Looking down Calais Avenue with Temperance House on right
Looking down Calais Avenue with Temperance House on right
Looking up Calais Avenue with Temperance House on left
Looking up Calais Avenue with Temperance House on left
Looking up Calais Avenue with Temperance House on left
Looking up Calais Avenue with Temperance House on left
Built:c. 1830
Address:
Calais Avenue
Calais, Maine

National Register

Historic District



From National Register of Historic Places
CALAIS RESIDENTIAL HISTORIC DISTRICT, Section number 7, Pages 4 &5:

Calais Avenue, c. 1830, c. 1873 - C

Calais Avenue is comprised of a grass median about forty feet in width which extends from Main Street on the north to Washington Street on the south, a distance of nearly one-thousand feet. It is bordered throughout its length by paved streets each of which is about twenty feet in width. An asphalt paved walkway runs through the middle of the grass median which is lined through much of its length by leaf-bearing trees. Curbing exists only at the north and south abutting road edges. At the head of this Avenue a Congregational Church was built in 1826. According to Reverend I. C. Knowlton's book, Annals of Calais, Maine. "The lot of land and the avenue leading to it, were given in equal shares by Deacon Samuel Kelley and Jones Dyer, Esquire. The money and material were furnished by the citizens generally, without regard to sect or belief. The building committee were Honorable Anson G. Chandler, Dr. S. s. Whipple (then living at the Job Holmes Cottage), and Captain Jarius Keene." In 1849 the Congregational Church was too small f~r the congregation so it was remodeled and enlarged. In 1871 the parish decided to erect a new church and the old one was sold to W. W. Pike and moved to Church street, converted into an opera house, City Hall and public or dance hall. The last meeting was held on May 26, 1872. The new church erected on the west side of Calais Avenue was dedicated in August, 1873. This made it possible for the Avenue, to connect with Washington street from both sides, and for the center walkway to reach Washington street instead of the Church.

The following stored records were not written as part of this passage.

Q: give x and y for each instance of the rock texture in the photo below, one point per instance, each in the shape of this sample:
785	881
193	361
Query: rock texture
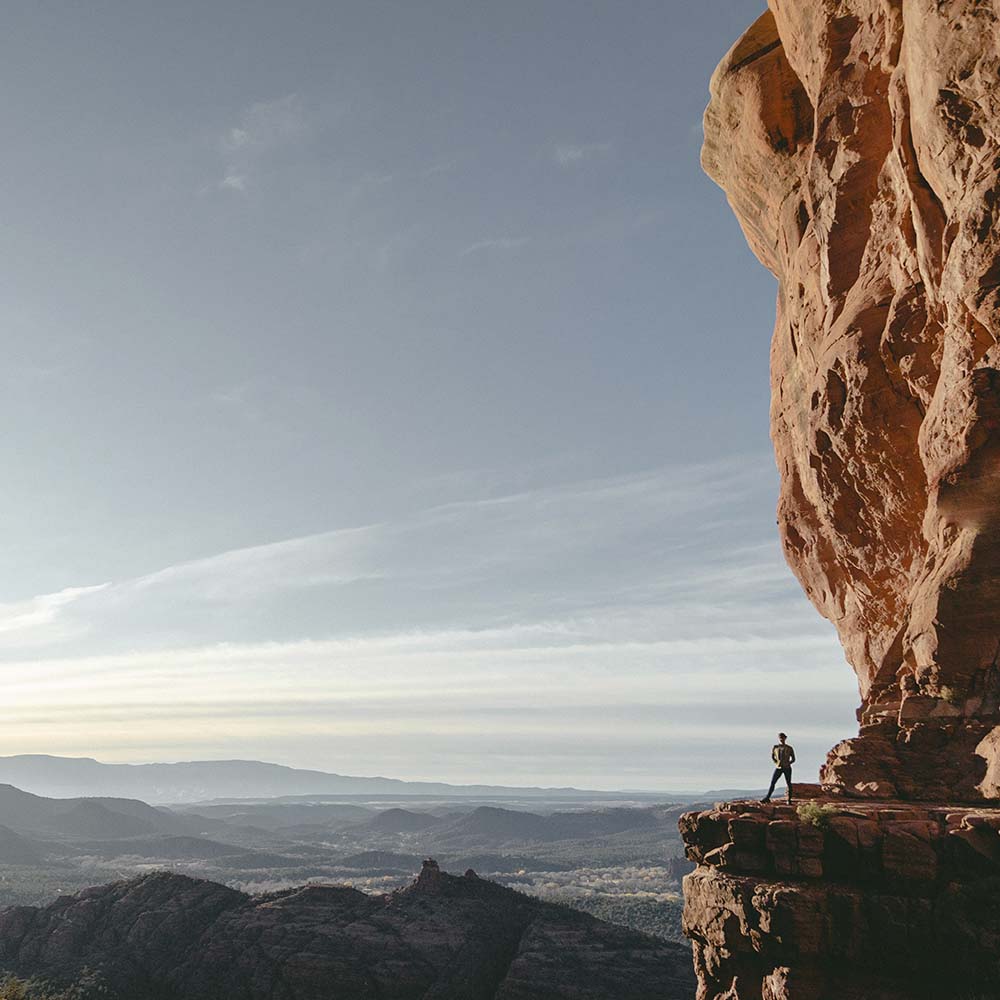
877	902
859	144
169	937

On October 29, 1829 Deacon Kelley made a deed to the "Inhabitants of Calais" for an enlarged area around the "avenue of the new meeting house." Although the purpose for doing this is not clearly stated, it appears that Deacon Kelley I s intent may have been to provide a more traditional "town common" setting for the church. Such a setting may have indeed existed for the period of time prior to the removal of the church with Greek Revival style buildings erected along the streets leading up to the church from the north, and the Union Church (8) built at the northeast corner in 1836. The relocation of the Congregational Church in 1873 to a site north of the Sawyer House (2), probably indicates the point in time after which Calais Avenue was extended to Washington street thus assuming its present configuration. Although this created a notable urban design feature for a Maine community, it resulted in the final loss of any vestige of the "town common" landscape.